A gift to a trust (a CLT) made within seven years of your later gift to a person (a potentially exempt transfer, or PET) and your death within seven years of the PET are therefore included in the calculation by HMRC.

"When calculating the tax, they're essentially looking at gifts given up to 14 years prior to your death," Dawute explained.

Take the following example.

In 2015, you contributed 300,000 to a trust (CLT). In 2021, you gave your daughter (PET) 200,000. You pass away in 2025, four years after the PET. Since you passed away within seven years of the PET, HMRC also considers the 2015 trust gift. A larger portion of the subsequent gift may be subject to taxation because the earlier trust gift may have already depleted your tax-free allowance (nil-rate band).

How to get around the 14-year rule on inheritance taxes.

It is best to keep large gifts to trusts seven years and a day apart from large gifts to individuals in order to avoid the effects of this 14-year inheritance tax rule.

Dawute also advises utilizing your inheritance tax gift allowances to the fullest extent possible.

Wedding gifts: up to 5,000 to a child, 2,500 to a grandchild or great-grandchild, and 1,000 to anyone elsegiven in connection with their marriage or civil partnershipare exempt from IHT, as are regular gifts from surplus income (as long as they don't lower your standard of living).

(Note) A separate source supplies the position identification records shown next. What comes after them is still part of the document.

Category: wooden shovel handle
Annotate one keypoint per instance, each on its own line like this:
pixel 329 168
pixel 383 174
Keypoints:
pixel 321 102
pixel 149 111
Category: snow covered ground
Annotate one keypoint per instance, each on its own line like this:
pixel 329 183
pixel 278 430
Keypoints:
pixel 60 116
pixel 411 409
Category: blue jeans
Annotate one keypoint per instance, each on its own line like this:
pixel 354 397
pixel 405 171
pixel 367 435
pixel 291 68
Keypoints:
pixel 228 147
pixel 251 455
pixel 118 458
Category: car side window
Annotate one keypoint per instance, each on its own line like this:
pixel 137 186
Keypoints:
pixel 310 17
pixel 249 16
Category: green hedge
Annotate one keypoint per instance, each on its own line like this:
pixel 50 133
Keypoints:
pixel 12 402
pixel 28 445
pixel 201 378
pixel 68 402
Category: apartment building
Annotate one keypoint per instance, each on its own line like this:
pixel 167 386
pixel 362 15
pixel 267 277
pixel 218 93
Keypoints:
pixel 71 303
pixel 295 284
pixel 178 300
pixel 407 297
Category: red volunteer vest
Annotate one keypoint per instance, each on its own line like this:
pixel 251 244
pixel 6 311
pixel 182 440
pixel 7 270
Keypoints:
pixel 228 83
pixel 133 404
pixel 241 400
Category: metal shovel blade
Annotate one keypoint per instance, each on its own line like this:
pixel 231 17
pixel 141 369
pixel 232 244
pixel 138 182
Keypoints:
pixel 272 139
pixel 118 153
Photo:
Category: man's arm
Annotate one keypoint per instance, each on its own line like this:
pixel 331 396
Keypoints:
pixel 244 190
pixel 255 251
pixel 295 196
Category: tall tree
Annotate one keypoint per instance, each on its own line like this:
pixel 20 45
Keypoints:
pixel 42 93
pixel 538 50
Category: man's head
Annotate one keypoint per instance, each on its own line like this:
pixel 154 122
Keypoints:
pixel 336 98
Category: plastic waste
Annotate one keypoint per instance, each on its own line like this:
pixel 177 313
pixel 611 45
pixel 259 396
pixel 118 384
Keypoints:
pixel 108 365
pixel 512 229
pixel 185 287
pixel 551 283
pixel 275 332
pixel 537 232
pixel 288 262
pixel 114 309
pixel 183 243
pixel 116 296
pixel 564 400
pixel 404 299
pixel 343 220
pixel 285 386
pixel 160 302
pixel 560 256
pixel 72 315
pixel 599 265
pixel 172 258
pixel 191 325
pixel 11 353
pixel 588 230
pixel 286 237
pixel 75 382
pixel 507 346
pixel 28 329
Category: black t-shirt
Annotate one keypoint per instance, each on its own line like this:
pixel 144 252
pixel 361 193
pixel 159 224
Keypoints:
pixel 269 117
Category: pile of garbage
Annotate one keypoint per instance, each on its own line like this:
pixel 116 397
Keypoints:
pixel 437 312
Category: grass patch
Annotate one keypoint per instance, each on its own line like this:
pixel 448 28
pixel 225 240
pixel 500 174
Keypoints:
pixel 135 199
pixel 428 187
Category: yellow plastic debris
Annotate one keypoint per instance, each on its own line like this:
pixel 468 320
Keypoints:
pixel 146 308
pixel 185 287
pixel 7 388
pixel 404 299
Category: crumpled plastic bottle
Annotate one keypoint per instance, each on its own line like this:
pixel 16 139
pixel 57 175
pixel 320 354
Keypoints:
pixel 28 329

You can also think about life insurance. 3,000 per year (plus one year's carryover) and the 250 small-gifts allowance per person are free of IHT. A trust-written gift-inter-vivos life policy can reduce tax risk for seven years following a sizable gift.

Furthermore, rather than giving to trusts, which do not, it might be worthwhile to think about giving outright gifts, which vanish after seven years.

According to Dyall, trusts are a very helpful way to safeguard gifted money while maintaining some control over it. However, in many situations, this control is superfluous and limits your ability to reduce inheritance tax.

The largest obstacle to reducing your inheritance tax obligation is attempting to keep control of your assets. As a result, people stop planning too late and give less during their lifetime.

"It's crucial to consider whether you really need all of your possessions and whether maintaining control or protecting them is absolutely required, as doing so may result in higher inheritance tax costs.